What began last year as a gathering at SXSWedu to address the barriers that area boys and young men of color face is now a formal organization with support from the City of Austin, Travis County, local universities, school districts and public and private industry. The organization is focusing its efforts on six local priority areas, which include improvements in reading levels in early education, high school, college and career readiness, health and wellness, violence intervention programs and more. The team will use data to measure progress in each priority area.
Michael Smith, special assistant to President Obama and senior director of cabinet affairs for My Brother’s Keeper, also spoke at the SXSWedu event.
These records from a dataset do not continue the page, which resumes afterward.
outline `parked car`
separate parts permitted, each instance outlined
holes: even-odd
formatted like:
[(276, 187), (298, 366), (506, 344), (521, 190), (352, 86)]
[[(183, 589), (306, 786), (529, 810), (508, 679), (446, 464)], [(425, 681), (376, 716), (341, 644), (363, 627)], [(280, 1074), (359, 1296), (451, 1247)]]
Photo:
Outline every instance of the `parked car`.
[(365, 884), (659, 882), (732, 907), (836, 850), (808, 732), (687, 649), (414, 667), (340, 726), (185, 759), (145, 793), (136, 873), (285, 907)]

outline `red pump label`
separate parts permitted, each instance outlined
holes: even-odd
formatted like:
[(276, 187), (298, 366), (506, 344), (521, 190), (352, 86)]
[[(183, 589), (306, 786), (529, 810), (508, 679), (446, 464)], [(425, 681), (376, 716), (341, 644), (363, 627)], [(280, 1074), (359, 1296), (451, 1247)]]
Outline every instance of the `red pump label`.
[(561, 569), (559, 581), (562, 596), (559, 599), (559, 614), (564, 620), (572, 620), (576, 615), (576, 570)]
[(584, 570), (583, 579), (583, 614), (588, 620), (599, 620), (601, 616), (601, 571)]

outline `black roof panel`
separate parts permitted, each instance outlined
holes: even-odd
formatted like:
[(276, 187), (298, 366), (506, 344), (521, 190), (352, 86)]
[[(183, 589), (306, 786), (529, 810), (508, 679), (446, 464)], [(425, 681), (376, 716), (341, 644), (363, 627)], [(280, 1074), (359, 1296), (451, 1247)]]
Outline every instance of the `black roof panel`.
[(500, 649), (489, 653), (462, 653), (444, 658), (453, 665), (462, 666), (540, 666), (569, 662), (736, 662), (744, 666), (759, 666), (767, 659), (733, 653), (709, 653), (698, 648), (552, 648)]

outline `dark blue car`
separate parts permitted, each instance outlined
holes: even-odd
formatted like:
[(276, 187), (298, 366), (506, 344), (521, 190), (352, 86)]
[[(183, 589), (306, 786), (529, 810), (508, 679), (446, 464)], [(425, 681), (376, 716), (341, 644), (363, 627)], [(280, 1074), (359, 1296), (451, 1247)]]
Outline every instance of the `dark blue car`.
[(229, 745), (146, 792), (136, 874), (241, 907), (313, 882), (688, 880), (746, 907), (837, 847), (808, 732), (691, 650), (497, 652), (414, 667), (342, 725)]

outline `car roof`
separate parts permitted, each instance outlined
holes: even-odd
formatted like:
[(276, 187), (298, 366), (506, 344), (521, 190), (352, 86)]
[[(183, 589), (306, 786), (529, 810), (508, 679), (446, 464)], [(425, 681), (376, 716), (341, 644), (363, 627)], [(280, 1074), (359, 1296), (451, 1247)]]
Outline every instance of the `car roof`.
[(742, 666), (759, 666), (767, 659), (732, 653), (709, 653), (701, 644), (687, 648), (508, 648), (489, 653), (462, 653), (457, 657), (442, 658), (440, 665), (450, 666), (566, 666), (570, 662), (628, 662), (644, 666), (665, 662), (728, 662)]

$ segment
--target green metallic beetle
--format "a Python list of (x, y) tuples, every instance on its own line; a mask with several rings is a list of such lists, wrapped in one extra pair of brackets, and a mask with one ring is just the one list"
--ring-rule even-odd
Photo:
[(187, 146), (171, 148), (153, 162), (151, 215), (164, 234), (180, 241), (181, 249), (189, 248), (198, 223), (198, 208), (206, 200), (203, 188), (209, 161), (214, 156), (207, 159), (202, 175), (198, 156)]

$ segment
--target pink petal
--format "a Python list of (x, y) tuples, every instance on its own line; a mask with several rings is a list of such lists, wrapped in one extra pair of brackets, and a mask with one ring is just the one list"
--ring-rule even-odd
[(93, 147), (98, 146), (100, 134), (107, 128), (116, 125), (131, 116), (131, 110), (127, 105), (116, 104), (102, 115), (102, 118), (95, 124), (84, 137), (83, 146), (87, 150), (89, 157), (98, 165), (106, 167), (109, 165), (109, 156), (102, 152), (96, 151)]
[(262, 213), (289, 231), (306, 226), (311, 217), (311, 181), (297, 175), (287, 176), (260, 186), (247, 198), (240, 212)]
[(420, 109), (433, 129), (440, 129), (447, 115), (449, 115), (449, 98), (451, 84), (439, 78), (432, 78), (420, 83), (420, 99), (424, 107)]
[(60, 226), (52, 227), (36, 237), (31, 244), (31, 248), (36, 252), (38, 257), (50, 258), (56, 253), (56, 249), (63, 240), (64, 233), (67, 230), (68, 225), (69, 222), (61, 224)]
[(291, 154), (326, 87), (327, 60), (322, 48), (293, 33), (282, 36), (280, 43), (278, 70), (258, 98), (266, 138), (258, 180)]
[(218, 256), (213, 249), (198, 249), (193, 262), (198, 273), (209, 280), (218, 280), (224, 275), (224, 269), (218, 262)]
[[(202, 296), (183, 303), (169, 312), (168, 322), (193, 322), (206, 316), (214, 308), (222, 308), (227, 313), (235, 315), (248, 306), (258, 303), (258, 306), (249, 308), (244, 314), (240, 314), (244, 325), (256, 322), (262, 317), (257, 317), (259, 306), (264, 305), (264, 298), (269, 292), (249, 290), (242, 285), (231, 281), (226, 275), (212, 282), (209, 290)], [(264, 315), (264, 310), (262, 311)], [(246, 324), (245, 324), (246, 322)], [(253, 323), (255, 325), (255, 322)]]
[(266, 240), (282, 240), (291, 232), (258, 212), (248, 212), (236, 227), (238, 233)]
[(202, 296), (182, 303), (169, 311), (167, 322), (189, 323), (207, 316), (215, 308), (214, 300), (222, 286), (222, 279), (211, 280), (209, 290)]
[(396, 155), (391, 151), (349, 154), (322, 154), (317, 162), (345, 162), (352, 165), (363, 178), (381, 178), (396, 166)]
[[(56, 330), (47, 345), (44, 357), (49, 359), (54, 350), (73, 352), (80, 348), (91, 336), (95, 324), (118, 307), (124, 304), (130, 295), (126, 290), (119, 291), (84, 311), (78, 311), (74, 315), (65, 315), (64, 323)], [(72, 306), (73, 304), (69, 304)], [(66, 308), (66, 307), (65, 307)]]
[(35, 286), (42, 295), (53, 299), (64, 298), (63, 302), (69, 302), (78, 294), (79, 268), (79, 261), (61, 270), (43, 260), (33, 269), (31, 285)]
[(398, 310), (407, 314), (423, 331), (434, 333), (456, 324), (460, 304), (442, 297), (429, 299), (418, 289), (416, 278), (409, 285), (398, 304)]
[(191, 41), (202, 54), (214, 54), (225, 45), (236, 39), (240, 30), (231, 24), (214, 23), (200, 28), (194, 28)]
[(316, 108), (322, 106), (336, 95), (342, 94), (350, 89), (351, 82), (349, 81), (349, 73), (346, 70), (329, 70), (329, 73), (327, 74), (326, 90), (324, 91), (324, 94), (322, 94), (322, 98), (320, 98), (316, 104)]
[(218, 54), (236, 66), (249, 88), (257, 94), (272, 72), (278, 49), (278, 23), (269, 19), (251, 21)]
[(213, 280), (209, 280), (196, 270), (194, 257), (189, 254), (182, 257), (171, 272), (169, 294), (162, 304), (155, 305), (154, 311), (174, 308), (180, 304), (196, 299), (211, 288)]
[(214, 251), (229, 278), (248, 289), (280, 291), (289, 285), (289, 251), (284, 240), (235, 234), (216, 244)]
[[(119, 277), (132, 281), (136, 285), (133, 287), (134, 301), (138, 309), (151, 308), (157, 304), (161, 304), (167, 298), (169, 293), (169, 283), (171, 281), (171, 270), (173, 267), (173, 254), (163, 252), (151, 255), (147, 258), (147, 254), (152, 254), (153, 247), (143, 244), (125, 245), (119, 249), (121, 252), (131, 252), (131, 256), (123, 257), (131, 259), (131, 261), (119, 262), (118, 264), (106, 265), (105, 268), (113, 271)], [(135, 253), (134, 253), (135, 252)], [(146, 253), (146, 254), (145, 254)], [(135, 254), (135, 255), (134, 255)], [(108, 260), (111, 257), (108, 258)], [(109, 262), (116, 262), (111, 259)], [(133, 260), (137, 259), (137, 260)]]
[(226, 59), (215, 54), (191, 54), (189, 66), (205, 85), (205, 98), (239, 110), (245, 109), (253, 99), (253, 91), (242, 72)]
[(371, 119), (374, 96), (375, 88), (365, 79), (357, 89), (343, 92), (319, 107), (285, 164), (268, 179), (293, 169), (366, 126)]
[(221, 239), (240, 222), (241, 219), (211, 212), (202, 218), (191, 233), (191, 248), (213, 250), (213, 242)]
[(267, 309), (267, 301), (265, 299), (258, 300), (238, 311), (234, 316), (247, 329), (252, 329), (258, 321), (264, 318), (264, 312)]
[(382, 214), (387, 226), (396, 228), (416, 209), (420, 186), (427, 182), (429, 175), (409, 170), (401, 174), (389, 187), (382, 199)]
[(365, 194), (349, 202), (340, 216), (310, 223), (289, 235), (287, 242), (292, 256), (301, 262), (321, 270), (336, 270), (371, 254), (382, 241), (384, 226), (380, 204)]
Paraphrasing Obama, Smith said that there is not a single thing more important to the future of America than whether or not young men of color can achieve their dreams, putting into perspective the importance of the initiative’s work.
In his closing, Mayor Adler gave the group a challenge: to bring results to the same meeting in 2017.
“One year ago we were a group that was joining together with the prospect of doing something real,” he said. “I like the idea of one year ago because it’s important to look back, but I want this to really be one year before. One year before we gather and we no longer are talking about ideas, but about what we have accomplished.”